Gamkaskloof South Africa Coordinates for Gamkaskloof on Google Earth. 33°22'29.3"S 21°37'47.3"E or click here to see it in Google Maps.

Brief History

Gamkaskloof is a legendary and remote valley situated in the heart of the Swartberg mountains, approximately 100 kilometers from Oudtshoorn in South Africa, also known as "Die Hel" and is surrounded by the Swartberg Nature Reserve.

The history is as fascinating as the natural beauty and splendor thereof. It is almost certain that the first inhabitants of Gamkaskloof were bushmen.

The Gamkaskloof was discovered in the early 19th century by farmers, but the first permanent settler was Piet Swanepoel, who settled in the valley in the 1830s. Later, the Marais, Cordier, Joubert, and Mostert families settled in the valley, After them families like the Nels and the Esterhuizens also followed. growing to a community of between 100 and 160 individuals. These locals did not call their valley Die Hel and did not like this name which "outsiders" used. They called it Gamkaskloof and referred to themselves as "Kloovers". Outsiders who came to settle here were called "inkommers" and were viewed with suspicion before they were accepted in the community.

Over decades, the inhabitants of the Kloof evolved into a homogeneous Afrikaans community. There were strong family ties, with parents looking after their children's well-being. People generally went to visit their relatives often. Divorce was unknown. Children who remained in the Kloof, stayed with their parents until they were married and then built their own homes near the house of the groom's parents. Land was seldom sold and was normally bequeathed to the children by their father.

These farmers farmed with goats, wheat and beans, and later the valley became renowned for the high quality of its dried fruit, They also farmed tea and tobacco, along with distilling witblits and brewing beer made from wild honey.

They would take their produce in a caravan of donkeys over the mountains to Prince Albert or along the the northern gap formed by the Gamka river to Calitzdorp once or twice a year. There they would exchange their produce for the essentials such as salt, paraffin and sugar. This northern access route could later not be used due to the construction of the Gamkapoort dam, which was completed in 1968,

In 1915 the first school (Kleinberg) was built with the teacher also leading the Sunday church, and in 1923 a second school followed. The last school was finally closed in 1981 as a result of many people leaving the kloof. The long droughts followed by floods, together with the new access road and the young people leaving for the bigger schools, led to the final exodus of the inhabitants out of the valley.

The residents had petitioned the government for many years to build a road into the valley. Eventually in March 1960 a road was started by Koos van Zyl, and completed in August 1962 on the eastern side of the valley to provide the necessary access for the inhabitants. It led to the depopulation of the community.

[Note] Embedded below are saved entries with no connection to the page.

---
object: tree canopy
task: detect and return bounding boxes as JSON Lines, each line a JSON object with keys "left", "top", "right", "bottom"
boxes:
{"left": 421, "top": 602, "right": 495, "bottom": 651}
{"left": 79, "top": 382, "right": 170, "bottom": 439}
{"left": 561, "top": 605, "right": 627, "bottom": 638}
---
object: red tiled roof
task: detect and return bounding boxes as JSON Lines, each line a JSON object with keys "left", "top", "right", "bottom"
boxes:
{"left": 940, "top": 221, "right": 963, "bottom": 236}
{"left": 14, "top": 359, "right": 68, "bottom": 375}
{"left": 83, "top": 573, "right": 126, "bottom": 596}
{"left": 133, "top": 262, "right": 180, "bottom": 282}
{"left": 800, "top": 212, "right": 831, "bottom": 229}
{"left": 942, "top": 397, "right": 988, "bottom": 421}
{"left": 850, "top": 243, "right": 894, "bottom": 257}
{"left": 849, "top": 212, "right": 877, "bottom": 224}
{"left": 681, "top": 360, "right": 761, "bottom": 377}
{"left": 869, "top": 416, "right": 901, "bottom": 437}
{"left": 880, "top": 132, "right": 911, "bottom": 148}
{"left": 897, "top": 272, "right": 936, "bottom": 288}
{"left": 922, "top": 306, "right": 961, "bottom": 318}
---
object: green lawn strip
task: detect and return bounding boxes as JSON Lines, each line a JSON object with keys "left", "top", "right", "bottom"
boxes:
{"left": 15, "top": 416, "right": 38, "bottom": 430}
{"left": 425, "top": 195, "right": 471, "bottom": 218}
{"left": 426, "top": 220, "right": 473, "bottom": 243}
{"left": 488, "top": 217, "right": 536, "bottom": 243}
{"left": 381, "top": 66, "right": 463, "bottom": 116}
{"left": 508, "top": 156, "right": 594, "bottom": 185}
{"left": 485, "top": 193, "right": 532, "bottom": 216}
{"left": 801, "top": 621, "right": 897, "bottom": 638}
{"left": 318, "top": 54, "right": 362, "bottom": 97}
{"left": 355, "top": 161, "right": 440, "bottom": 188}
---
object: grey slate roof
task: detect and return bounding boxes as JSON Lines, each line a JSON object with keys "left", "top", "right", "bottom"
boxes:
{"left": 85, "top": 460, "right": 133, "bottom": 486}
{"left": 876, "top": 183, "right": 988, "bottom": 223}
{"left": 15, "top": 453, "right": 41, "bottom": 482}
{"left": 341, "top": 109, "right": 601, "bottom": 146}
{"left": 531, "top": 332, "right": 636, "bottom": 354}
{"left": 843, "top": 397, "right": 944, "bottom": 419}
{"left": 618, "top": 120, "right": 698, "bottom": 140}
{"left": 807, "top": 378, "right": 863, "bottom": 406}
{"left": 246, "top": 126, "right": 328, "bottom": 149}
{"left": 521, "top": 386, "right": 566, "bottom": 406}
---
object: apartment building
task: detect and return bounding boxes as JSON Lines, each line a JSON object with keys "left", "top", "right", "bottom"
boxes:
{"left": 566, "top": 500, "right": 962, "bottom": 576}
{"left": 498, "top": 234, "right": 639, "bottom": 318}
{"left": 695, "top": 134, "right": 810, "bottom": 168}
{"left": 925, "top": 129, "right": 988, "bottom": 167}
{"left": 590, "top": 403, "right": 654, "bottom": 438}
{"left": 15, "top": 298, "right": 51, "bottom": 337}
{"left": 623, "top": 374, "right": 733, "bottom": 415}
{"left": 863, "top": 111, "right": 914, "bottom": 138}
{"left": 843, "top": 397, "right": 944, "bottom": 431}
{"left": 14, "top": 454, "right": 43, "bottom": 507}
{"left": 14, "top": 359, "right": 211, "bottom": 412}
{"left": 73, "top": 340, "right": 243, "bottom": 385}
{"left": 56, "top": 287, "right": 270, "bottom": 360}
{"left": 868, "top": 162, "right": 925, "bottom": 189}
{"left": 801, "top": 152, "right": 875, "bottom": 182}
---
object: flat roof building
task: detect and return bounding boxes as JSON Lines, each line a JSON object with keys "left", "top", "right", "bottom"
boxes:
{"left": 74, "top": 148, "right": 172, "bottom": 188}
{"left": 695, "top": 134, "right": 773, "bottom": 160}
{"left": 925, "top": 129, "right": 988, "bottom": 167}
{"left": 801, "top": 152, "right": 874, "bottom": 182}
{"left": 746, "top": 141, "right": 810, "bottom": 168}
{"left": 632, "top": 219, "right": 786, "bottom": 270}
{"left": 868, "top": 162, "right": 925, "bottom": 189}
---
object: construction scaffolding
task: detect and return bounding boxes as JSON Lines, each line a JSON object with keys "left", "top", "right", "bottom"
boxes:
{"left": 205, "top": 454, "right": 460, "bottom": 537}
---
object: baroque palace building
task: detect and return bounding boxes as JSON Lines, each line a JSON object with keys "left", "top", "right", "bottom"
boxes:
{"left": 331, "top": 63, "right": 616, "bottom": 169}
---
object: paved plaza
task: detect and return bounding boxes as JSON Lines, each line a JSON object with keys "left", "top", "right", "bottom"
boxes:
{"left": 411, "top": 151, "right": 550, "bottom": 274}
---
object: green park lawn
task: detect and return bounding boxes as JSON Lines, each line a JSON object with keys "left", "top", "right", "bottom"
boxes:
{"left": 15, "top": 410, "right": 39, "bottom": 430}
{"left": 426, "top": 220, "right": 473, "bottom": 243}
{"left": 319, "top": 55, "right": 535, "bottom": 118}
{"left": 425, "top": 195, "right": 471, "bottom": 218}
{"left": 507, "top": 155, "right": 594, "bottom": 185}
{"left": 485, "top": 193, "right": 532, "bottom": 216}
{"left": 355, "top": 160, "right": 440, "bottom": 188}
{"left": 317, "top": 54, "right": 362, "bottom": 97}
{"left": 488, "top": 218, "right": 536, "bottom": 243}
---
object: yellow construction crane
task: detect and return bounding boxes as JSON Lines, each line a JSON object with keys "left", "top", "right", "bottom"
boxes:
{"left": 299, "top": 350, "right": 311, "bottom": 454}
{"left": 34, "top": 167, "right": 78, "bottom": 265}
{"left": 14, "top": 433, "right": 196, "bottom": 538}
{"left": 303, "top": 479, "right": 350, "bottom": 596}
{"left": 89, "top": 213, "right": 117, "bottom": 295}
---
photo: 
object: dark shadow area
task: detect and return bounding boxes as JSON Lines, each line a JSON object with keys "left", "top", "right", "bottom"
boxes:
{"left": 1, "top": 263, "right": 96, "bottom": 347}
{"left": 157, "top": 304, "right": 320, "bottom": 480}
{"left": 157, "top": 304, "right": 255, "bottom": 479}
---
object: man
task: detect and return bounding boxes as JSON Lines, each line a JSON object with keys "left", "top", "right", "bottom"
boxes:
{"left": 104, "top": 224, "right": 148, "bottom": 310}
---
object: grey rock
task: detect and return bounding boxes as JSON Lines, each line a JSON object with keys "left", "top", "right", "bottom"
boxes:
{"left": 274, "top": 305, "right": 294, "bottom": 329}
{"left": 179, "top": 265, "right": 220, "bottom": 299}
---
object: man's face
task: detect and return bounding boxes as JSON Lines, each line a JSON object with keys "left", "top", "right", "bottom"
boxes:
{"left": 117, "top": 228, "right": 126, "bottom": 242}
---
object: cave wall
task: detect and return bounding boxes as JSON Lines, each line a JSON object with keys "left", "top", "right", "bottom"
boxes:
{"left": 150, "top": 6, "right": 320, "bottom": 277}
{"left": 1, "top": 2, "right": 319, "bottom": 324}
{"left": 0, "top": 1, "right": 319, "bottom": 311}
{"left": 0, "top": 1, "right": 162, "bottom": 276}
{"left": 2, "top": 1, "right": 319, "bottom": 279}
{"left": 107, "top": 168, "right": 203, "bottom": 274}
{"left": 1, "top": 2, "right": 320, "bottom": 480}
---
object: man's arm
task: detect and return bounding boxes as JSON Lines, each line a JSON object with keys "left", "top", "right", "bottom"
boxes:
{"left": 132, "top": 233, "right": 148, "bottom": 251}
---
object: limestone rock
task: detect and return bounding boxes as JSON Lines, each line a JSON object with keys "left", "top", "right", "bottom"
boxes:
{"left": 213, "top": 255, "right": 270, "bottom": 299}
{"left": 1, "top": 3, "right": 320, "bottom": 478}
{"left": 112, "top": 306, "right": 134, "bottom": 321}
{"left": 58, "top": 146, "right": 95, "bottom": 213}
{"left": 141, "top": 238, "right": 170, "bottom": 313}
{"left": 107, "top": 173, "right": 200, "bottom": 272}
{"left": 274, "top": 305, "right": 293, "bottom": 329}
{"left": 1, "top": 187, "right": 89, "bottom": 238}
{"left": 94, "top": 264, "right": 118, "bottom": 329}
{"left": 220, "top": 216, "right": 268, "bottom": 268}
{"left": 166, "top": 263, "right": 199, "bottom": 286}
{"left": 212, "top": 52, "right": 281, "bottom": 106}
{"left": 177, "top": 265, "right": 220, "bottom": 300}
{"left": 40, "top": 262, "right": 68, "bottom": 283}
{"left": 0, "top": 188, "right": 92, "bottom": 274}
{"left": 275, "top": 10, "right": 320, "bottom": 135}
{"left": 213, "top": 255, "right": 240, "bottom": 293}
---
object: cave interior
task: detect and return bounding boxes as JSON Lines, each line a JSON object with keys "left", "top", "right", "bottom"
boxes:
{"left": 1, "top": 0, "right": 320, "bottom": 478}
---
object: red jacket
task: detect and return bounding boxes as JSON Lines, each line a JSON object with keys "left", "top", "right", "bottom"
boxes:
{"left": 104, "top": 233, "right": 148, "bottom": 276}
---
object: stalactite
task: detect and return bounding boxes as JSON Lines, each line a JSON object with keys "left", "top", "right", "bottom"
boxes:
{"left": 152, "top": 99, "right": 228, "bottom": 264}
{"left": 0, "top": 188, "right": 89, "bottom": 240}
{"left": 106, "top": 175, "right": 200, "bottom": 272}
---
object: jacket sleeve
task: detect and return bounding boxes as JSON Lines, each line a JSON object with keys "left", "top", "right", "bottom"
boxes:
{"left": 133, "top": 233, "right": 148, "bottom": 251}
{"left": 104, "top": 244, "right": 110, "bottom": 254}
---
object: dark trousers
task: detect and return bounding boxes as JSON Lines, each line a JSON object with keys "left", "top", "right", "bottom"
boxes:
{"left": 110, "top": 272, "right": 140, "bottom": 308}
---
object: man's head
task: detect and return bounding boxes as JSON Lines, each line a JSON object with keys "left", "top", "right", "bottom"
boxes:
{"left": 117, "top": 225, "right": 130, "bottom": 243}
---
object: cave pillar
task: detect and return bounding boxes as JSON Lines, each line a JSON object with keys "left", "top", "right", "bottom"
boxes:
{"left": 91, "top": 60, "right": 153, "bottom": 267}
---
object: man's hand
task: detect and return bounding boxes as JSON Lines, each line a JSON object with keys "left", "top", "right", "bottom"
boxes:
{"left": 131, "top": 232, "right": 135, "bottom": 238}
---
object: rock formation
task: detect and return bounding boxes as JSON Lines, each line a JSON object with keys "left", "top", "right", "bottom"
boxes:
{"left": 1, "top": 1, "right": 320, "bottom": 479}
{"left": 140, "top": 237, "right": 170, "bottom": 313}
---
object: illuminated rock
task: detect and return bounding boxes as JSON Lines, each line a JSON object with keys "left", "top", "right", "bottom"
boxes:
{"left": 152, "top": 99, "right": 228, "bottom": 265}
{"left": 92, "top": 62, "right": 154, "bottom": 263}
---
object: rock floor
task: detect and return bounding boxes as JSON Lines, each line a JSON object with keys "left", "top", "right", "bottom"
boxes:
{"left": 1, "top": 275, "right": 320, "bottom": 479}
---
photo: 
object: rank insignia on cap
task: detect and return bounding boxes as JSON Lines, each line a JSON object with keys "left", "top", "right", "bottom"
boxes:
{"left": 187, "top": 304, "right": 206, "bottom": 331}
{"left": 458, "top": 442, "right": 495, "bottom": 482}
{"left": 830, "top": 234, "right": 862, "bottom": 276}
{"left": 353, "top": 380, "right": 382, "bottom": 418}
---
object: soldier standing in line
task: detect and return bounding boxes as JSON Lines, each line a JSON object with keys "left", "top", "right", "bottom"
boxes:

The children attended high schools in the nearby towns and most of them did not return to the subsistence life in the valley. The elderly retired to retirement villages outside the valley and the number of residents diminished until the last person sold his home to the Western Cape Nature Conservation Board in 1991.

Piet and Magriet Swanepoel were the last of the original "Kloofers" to move out in 1991. Now one of the Gamkaskloofers, Annetjie Joubert, has returned to the valley and shares tales of the old days with her guests.

The valley was declared a national monument in 1997 and was included into the Swartberg Nature Reserve. Subsequently the cottages in the valley have been renovated and equipped with solar power and bathrooms.

The largest portion of the valley is currently under the management of Cape Nature. They, with the help of the SA Nature Foundation, Simon van der Stel Foundation and the National Monuments Council, are in the process of restoring the buildings in the valley. Onderplaas is being managed as a traditional farm to uphold and maintain the farming methods and traditions of the valley’s historic past.

References:

  • People of the Valley - Life in an Isolated Afrikaner Community in South Africa du Toit, Brian M Published by A A Balkema, 1974
  • The Hell : valley of the lions : Gamkaskloof the most isolated valley in South Africa Van Waart, Sue. LAPA Publishers, 2004.